Perhaps Imperial Pacific International’s (IPI) desire to move litigation over the release of its financial data to federal court wasn’t such a smart idea, after all. But, then again, the company isn’t exactly known for its smart ideas. The company behind the embattled Imperial Palace on the U.S.-controlled island of Saipan has been fighting against having to reveal its financial health to gambling regulators, asserting that the information is private. It sued to prevent the information from being distributed and subsequently asked that the case be heard by a federal judge, but has now been denied its request.
According to a report by Marianas Variety, Northern Mariana Islands District Court Chief Judge Ramona V. Manglona denied the injunction petition, which was entered against the Commonwealth Casino Commission (CCC).
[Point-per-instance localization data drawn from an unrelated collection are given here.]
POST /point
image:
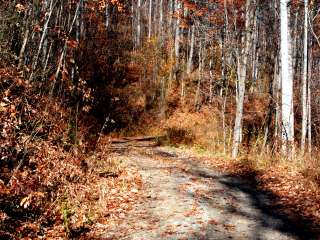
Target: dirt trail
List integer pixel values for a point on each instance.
(183, 200)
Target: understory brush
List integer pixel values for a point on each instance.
(51, 184)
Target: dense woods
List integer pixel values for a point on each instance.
(237, 78)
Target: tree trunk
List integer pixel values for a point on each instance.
(287, 81)
(242, 74)
(304, 79)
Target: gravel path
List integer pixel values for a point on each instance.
(182, 200)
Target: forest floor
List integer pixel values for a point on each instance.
(182, 198)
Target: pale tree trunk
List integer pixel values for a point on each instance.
(138, 37)
(287, 81)
(190, 59)
(150, 19)
(177, 32)
(160, 27)
(309, 126)
(197, 96)
(107, 15)
(242, 74)
(43, 37)
(304, 79)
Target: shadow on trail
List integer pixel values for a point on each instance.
(248, 203)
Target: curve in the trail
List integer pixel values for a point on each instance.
(186, 201)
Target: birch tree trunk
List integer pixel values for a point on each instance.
(287, 81)
(304, 79)
(190, 59)
(242, 74)
(138, 24)
(150, 19)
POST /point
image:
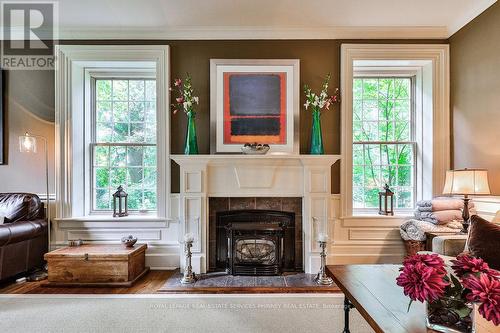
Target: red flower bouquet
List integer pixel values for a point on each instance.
(449, 297)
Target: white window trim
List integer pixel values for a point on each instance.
(73, 67)
(415, 73)
(434, 63)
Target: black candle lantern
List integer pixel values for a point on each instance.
(384, 199)
(120, 203)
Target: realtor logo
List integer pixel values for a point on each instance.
(29, 34)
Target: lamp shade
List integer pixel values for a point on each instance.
(27, 143)
(467, 182)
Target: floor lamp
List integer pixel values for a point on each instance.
(28, 144)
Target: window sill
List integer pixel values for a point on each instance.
(358, 216)
(96, 221)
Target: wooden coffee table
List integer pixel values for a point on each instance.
(96, 266)
(372, 290)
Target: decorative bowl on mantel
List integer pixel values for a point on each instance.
(255, 149)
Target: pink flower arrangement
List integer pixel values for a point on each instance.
(485, 290)
(424, 278)
(465, 264)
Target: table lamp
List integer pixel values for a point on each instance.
(466, 182)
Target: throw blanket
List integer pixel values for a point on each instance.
(415, 229)
(435, 205)
(442, 216)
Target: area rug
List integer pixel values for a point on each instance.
(176, 313)
(221, 283)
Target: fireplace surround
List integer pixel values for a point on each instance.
(255, 242)
(249, 181)
(270, 220)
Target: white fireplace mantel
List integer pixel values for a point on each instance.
(204, 176)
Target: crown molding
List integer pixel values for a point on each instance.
(256, 32)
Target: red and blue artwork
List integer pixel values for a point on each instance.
(255, 108)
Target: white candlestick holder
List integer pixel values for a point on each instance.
(322, 278)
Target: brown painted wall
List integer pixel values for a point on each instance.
(475, 95)
(317, 58)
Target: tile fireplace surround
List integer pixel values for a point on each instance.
(287, 205)
(260, 182)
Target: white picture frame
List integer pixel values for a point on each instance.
(291, 68)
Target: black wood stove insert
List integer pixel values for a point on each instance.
(255, 242)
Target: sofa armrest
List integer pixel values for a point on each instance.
(21, 230)
(449, 245)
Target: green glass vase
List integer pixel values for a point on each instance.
(191, 145)
(316, 135)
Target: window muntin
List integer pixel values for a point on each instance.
(384, 142)
(124, 142)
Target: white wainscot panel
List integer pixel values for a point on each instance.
(193, 182)
(369, 234)
(319, 180)
(114, 235)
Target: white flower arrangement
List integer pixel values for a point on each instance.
(185, 99)
(321, 101)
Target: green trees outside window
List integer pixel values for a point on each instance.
(383, 140)
(124, 147)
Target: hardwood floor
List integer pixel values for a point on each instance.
(149, 284)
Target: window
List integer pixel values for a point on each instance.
(124, 142)
(384, 140)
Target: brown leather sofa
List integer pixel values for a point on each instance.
(23, 235)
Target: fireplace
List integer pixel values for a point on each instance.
(255, 242)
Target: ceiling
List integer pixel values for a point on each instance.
(256, 19)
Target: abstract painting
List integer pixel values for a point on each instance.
(254, 102)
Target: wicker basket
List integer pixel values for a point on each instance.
(412, 247)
Manglona released a 25-page ruling this past Tuesday in which she asserted that she was required to “reconcile laws” protecting two public interests – the public’s interest in an open government and the interests of an individual or entity in preventing private information in the government’s possession from being given to the public.
In trying to make that reconciliation, Manglona explains, “The risk of undermining public confidence in privacy rights is diminished by the fact that IPI is in a unique position; as the exclusive casino licensee, it is subject to regulations that govern no individual or other business in the CNMI [Commonwealth of the Northern Mariana Islands].”
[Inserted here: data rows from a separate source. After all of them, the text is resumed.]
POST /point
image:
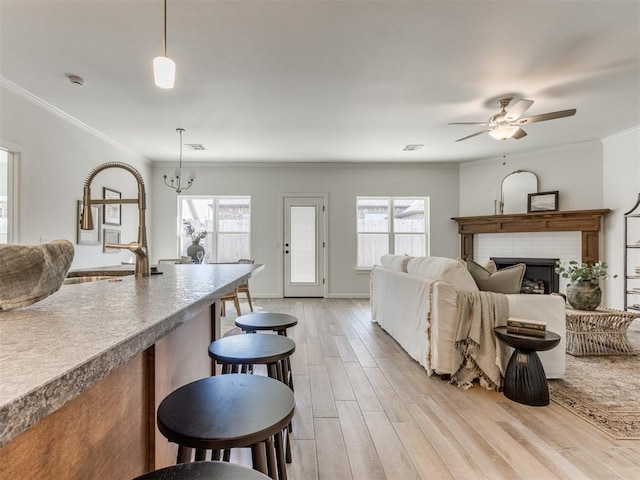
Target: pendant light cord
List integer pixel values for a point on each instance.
(164, 40)
(181, 131)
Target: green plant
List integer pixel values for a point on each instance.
(583, 271)
(189, 231)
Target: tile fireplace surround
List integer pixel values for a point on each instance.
(530, 231)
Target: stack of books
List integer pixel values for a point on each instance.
(532, 328)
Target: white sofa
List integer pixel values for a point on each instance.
(414, 300)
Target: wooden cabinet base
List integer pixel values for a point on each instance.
(100, 434)
(110, 431)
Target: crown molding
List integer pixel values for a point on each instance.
(33, 98)
(621, 134)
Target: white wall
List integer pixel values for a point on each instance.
(588, 175)
(575, 170)
(621, 183)
(342, 183)
(55, 157)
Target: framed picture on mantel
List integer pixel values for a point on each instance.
(112, 211)
(543, 202)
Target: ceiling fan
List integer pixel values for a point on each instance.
(506, 124)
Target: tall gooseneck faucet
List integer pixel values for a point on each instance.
(139, 248)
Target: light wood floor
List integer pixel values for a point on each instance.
(365, 410)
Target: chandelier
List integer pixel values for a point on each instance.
(175, 181)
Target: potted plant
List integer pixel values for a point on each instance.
(583, 293)
(195, 250)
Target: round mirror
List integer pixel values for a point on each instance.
(515, 189)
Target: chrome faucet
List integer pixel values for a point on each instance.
(139, 248)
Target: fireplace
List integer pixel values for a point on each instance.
(539, 277)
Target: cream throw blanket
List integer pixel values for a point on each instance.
(478, 353)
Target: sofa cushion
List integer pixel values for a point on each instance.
(505, 280)
(395, 262)
(444, 269)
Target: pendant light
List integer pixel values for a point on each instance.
(175, 180)
(164, 69)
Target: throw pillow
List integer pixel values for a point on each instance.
(505, 280)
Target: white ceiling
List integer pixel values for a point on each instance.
(328, 80)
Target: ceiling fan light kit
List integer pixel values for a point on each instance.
(506, 123)
(503, 132)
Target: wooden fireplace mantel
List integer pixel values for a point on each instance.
(586, 221)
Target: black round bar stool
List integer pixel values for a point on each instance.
(240, 352)
(270, 321)
(230, 411)
(204, 471)
(246, 350)
(278, 322)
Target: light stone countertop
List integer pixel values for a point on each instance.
(57, 348)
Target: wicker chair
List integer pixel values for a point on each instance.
(244, 287)
(230, 297)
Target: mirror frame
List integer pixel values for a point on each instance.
(524, 193)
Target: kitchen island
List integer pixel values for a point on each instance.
(82, 371)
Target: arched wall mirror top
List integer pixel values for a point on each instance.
(514, 191)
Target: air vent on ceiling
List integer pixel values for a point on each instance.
(195, 146)
(412, 147)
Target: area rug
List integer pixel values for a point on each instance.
(604, 390)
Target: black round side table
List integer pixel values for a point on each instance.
(525, 381)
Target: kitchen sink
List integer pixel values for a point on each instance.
(85, 276)
(94, 278)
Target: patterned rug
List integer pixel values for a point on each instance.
(604, 390)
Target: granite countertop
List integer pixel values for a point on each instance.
(57, 348)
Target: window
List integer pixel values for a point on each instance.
(227, 221)
(377, 235)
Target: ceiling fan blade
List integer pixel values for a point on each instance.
(469, 123)
(546, 116)
(519, 134)
(473, 135)
(518, 109)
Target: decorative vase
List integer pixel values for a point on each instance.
(583, 295)
(192, 251)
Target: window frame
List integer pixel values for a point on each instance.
(390, 232)
(213, 234)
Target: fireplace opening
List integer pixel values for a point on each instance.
(539, 277)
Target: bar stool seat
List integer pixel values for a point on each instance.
(230, 411)
(202, 471)
(278, 322)
(245, 350)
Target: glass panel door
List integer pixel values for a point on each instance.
(303, 247)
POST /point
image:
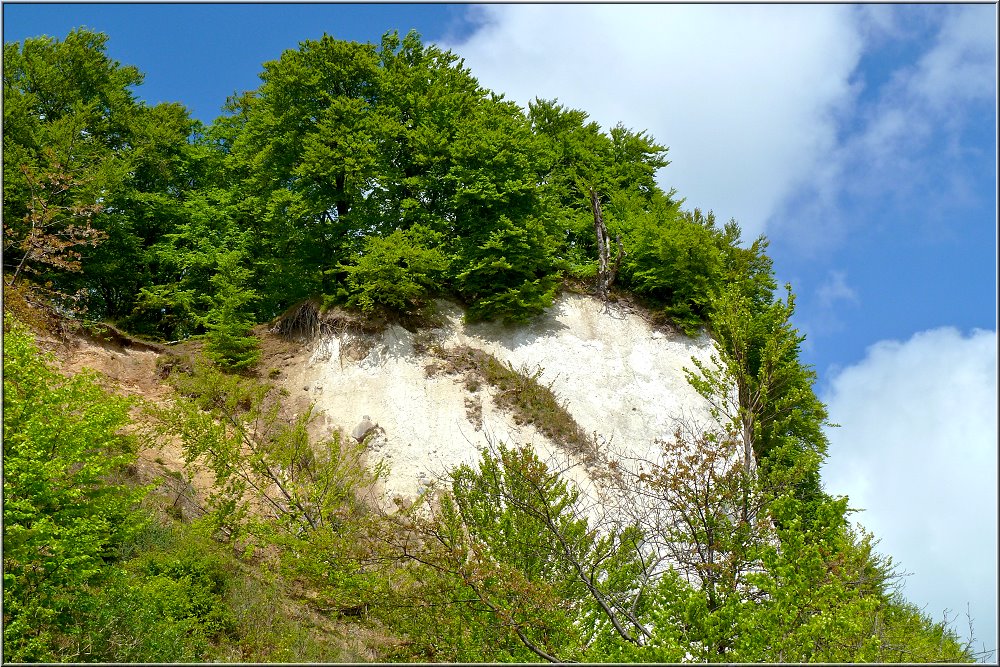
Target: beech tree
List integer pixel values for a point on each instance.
(64, 512)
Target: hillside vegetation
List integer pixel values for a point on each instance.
(370, 180)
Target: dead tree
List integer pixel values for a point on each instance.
(606, 269)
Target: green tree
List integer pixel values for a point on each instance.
(84, 160)
(512, 541)
(64, 511)
(396, 271)
(229, 339)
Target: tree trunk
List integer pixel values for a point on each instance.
(606, 271)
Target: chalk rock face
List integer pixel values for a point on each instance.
(619, 377)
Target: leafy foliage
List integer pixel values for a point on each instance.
(64, 512)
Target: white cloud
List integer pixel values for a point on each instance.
(745, 96)
(917, 448)
(907, 140)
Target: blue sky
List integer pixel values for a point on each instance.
(861, 139)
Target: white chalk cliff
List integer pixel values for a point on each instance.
(618, 376)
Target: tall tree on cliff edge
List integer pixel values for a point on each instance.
(92, 177)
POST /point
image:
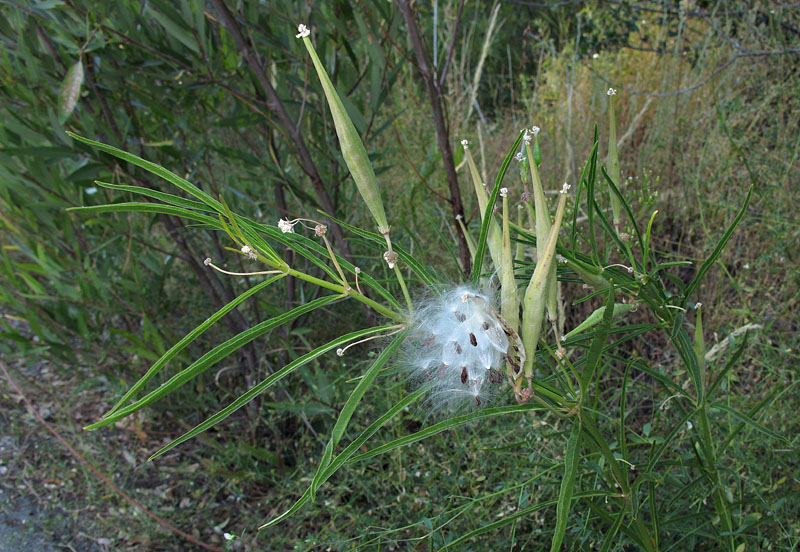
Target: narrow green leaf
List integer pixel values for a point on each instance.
(625, 205)
(728, 365)
(419, 268)
(191, 336)
(351, 449)
(706, 266)
(350, 407)
(140, 207)
(157, 170)
(595, 355)
(213, 356)
(748, 421)
(567, 486)
(685, 347)
(488, 213)
(444, 426)
(266, 384)
(176, 30)
(149, 192)
(608, 541)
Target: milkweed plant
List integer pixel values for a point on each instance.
(494, 344)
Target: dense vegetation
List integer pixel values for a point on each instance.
(225, 96)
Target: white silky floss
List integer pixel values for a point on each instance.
(457, 345)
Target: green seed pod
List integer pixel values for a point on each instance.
(353, 151)
(494, 239)
(542, 231)
(509, 296)
(597, 316)
(535, 296)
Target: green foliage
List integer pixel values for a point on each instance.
(629, 432)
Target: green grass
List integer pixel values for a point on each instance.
(494, 482)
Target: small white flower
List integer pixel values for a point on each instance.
(286, 226)
(247, 250)
(391, 258)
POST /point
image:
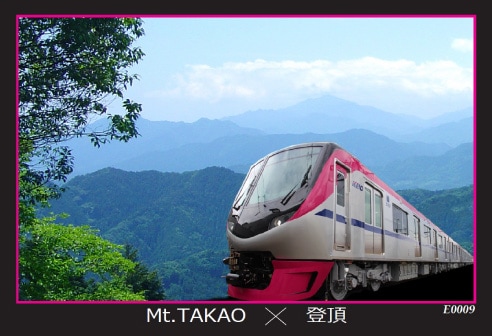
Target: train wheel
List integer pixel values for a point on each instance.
(337, 292)
(375, 285)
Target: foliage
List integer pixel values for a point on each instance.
(71, 263)
(142, 280)
(69, 71)
(177, 220)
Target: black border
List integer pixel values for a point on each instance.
(373, 318)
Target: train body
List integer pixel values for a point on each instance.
(311, 221)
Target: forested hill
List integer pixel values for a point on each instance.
(177, 220)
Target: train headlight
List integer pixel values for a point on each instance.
(277, 221)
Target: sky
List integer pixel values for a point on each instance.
(214, 67)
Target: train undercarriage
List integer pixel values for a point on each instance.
(255, 270)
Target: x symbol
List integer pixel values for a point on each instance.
(275, 316)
Two IPI subsidiaries, Imperial Pacific Properties and Grand Marianas (CNMI), have raised concerns to the courts about their own data being released. Manglona was empathetic to their situation “and how their parent company incorporates their information in its public filings with CCC,” but added that “those concerns are for their parent company IPI to address.”
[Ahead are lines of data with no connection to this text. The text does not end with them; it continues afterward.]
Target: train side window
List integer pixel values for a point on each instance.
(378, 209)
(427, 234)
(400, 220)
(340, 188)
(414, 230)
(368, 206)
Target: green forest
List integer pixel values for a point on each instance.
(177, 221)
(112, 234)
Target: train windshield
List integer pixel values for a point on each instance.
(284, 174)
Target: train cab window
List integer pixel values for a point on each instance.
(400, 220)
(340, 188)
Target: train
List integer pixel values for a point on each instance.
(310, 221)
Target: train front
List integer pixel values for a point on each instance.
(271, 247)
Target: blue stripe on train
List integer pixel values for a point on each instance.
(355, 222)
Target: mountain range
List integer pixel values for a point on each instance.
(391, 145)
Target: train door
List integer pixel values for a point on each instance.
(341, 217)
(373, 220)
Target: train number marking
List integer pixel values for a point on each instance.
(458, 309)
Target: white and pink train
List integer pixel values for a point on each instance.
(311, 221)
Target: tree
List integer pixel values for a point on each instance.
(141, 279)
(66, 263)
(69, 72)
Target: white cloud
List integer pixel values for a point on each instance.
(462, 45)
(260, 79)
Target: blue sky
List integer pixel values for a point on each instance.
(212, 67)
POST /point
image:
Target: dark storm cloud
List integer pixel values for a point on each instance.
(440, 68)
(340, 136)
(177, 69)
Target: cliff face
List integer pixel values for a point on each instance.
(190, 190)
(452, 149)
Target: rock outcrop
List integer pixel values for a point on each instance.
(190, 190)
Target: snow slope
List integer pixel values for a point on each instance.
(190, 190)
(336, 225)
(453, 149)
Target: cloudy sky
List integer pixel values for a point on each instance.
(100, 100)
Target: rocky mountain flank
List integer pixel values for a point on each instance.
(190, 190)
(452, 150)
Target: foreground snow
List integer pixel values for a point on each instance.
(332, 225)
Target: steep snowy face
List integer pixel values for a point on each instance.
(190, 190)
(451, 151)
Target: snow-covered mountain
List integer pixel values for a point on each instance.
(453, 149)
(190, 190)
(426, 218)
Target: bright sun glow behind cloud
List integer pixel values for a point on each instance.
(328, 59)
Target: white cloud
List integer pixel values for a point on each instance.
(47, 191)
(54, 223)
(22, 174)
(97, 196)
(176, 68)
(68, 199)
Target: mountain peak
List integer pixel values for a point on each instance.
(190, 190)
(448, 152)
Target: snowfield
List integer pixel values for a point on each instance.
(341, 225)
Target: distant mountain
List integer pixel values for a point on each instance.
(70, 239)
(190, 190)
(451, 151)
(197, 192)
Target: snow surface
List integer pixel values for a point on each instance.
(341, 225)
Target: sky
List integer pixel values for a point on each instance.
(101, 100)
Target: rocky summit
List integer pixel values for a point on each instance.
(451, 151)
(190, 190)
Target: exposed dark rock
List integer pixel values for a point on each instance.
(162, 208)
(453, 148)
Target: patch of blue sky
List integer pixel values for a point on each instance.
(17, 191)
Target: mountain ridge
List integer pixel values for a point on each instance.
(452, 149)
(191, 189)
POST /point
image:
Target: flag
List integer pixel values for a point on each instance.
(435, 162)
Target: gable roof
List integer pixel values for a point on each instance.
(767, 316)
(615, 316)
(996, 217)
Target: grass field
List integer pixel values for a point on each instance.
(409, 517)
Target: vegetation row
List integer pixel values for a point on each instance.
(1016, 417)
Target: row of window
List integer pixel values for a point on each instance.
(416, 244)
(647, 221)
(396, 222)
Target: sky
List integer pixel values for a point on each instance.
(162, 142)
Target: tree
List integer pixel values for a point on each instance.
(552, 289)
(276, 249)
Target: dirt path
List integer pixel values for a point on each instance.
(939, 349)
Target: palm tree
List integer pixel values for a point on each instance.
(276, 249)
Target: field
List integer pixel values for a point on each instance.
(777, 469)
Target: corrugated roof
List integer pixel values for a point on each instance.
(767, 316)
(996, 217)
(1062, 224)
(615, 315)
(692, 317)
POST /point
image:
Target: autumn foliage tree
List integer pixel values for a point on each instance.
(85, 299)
The judge explains that IPI and the interveners “have not shown that irreparable harm is likely without an injunction, that the balance of equities tips in their favor, or that an injunction is in the public interest,” but pointed out that the subsidiaries were able to demonstrate that there was some merit to their arguments. However, it isn’t enough to rule in favor of the injunction and she explains that “without a hardship balance that tips sharply toward the plaintiffs, a preliminary injunction for their benefit is not warranted.”
IPI has tried to argue that its financial data was private and, as such, protected by the Constitution. The CCC counters that it needs the information to properly perform its duties and to ensure IPI is operating within the boundaries of regulations. The judge agrees with the commission, saying that privacy rights extend only to individuals and “should not be read to endow corporations with constitutionally protected rights.”
She concluded, “None of the three cases to which IPI cites in support of its equal protection argument treats individuals and corporations as similarly situated persons; instead they apply equal protection to different classes of natural persons.”
Despite the fact that the financial data is already available publicly – it was released incidentally as a result of the lawsuit and by other individuals who had been sent copies prior to the injunction request – IPI is still going to fight to keep it from being released. It has announced that it will appeal the judge’s decision.